I am trying to implement a random forest regressor using scikit-learn pipes and nested cross-validation. The dataset is about housing prices, with several features (some numeric other categorical) and a continuous target variable (median_house_value).
Data columns (total 10 columns):
# Column Non-Null Count Dtype
--- ------ -------------- -----
0 longitude 20640 non-null float64
1 latitude 20640 non-null float64
2 housing_median_age 20640 non-null float64
3 total_rooms 20640 non-null float64
4 total_bedrooms 20433 non-null float64
5 population 20640 non-null float64
6 households 20640 non-null float64
7 median_income 20640 non-null float64
8 median_house_value 20640 non-null float64
9 ocean_proximity 20640 non-null object
I decided to manually create two stratified 5-folds splits (inner, outer loop for nested cv).

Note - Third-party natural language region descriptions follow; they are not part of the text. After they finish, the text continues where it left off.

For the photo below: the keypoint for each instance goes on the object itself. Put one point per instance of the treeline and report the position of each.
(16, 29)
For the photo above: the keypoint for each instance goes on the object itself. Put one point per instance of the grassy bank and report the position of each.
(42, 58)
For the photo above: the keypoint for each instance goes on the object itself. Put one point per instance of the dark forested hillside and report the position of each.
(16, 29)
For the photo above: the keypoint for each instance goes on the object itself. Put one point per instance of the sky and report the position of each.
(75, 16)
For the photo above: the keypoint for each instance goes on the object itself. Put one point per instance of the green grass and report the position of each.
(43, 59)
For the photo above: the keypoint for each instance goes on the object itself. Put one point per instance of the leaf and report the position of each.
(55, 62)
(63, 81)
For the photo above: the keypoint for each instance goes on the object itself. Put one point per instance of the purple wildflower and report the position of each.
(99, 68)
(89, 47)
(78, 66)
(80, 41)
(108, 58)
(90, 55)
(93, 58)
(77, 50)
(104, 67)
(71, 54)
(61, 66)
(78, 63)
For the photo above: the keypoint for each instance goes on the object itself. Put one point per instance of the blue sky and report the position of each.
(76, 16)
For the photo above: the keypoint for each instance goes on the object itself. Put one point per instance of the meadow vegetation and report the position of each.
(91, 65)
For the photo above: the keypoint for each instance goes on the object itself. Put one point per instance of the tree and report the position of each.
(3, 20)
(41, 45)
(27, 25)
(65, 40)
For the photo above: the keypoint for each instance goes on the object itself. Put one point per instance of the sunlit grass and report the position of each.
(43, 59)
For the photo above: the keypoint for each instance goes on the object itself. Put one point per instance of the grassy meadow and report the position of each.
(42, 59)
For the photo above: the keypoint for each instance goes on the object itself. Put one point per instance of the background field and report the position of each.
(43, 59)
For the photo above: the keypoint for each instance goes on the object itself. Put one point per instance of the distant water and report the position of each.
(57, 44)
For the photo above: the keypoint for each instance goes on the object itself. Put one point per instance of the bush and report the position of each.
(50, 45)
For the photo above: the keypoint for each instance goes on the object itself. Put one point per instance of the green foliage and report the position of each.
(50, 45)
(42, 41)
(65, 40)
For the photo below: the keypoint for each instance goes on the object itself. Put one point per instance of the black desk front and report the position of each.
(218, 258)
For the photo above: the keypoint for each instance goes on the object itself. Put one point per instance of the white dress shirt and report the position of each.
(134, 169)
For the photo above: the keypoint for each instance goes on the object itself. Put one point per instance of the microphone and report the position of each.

The stratification is based upon a modified version of the median_income feature:
df.insert(9, "income_cat",
pd.cut(df["median_income"],bins=[0., 1.5, 3.0, 4.5, 6., np.inf], labels=[1,2,3,4,5]))
This is the code for the splitting folds
cv1_5 = StratifiedShuffleSplit(n_splits = 5, test_size = .2, random_state = 42)
cv1_splits = []
# create first 5 stratified folds indices
for train_index, test_index in cv1_5.split(df, df["income_cat"]):
cv1_splits.append((train_index, test_index))
cv2_5 = StratifiedShuffleSplit(n_splits = 5, test_size = .2, random_state = 43)
cv2_splits = []
# create second 5 stratified folds indices
for train_index, test_index in cv2_5.split(df, df["income_cat"]):
cv2_splits.append((train_index, test_index))
# set initial dataset
X = df.drop("median_house_value", axis=1)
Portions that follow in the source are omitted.